Inter-Diffusion Generation Model of Speakers and Listeners for Effective Communication
Jinhe Huang, Yongkang Cheng, Yuming Hang, Gaoge Han, Jinewei Li, Jing Zhang, Xingjian Gu
TL;DR
This work tackles the challenge of generating natural, context-aware gestures for both speakers and listeners in interactive communication. It introduces an Inter-Diffusion Generation Model with a dual-branch, inter-diffusion framework that conditions speaker gestures on speech while generating listener responses, trained under the diffusion objective with classifier-free guidance. Evaluations on the combined TWH and ZeroEGG datasets show superior naturalness, beat alignment, and diversity (FGD, BA, DIV), and user studies confirm improved human-likeness and listener coherence. The approach enables more immersive virtual communication with broad applications in VR, gaming, and film, while noting limitations in generation speed and data requirements that point to future improvements via motion capture and dataset expansion.
Abstract
Full-body gestures play a pivotal role in natural interactions and are crucial for achieving effective communication.

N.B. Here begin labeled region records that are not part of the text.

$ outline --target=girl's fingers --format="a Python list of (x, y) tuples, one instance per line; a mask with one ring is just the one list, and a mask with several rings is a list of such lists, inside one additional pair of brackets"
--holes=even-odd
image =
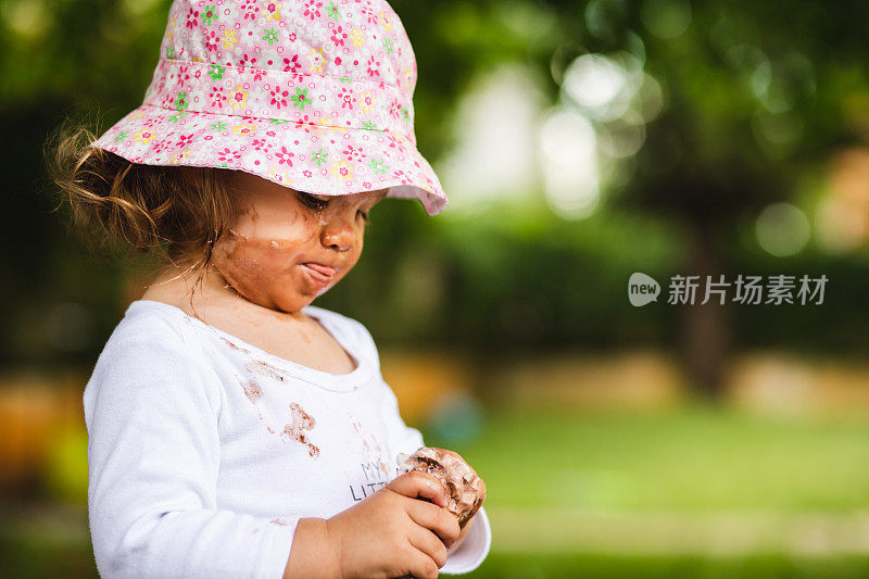
[(437, 534), (443, 545), (455, 543), (462, 532), (462, 529), (458, 528), (458, 519), (443, 507), (414, 501), (407, 505), (407, 514), (420, 528)]
[(437, 579), (440, 567), (427, 553), (417, 549), (411, 543), (413, 553), (411, 554), (411, 577), (414, 579)]
[(446, 506), (446, 490), (443, 484), (425, 473), (412, 470), (394, 478), (386, 488), (410, 499), (428, 499), (438, 506)]
[(407, 533), (407, 540), (416, 549), (428, 555), (438, 565), (439, 569), (446, 565), (446, 547), (443, 546), (438, 536), (430, 530), (423, 527), (414, 527)]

Nevertheless, most existing studies primarily focus on the gesture generation of speakers, overlooking the vital role of listeners in the interaction process and failing to fully explore the dynamic interaction between them. This paper innovatively proposes an Inter-Diffusion Generation Model of Speakers and Listeners for Effective Communication. For the first time, we integrate the full-body gestures of listeners into the generation framework. By devising a novel inter-diffusion mechanism, this model can accurately capture the complex interaction patterns between speakers and listeners during communication. In the model construction process, based on the advanced diffusion model architecture, we innovatively introduce interaction conditions and the GAN model to increase the denoising step size. As a result, when generating gesture sequences, the model can not only dynamically generate based on the speaker's speech information but also respond in realtime to the listener's feedback, enabling synergistic interaction between the two. Abundant experimental results demonstrate that compared with the current state-of-the-art gesture generation methods, the model we proposed has achieved remarkable improvements in the naturalness, coherence, and speech-gesture synchronization of the generated gestures. In the subjective evaluation experiments, users highly praised the generated interaction scenarios, believing that they are closer to real life human communication situations. Objective index evaluations also show that our model outperforms the baseline methods in multiple key indicators, providing more powerful support for effective communication.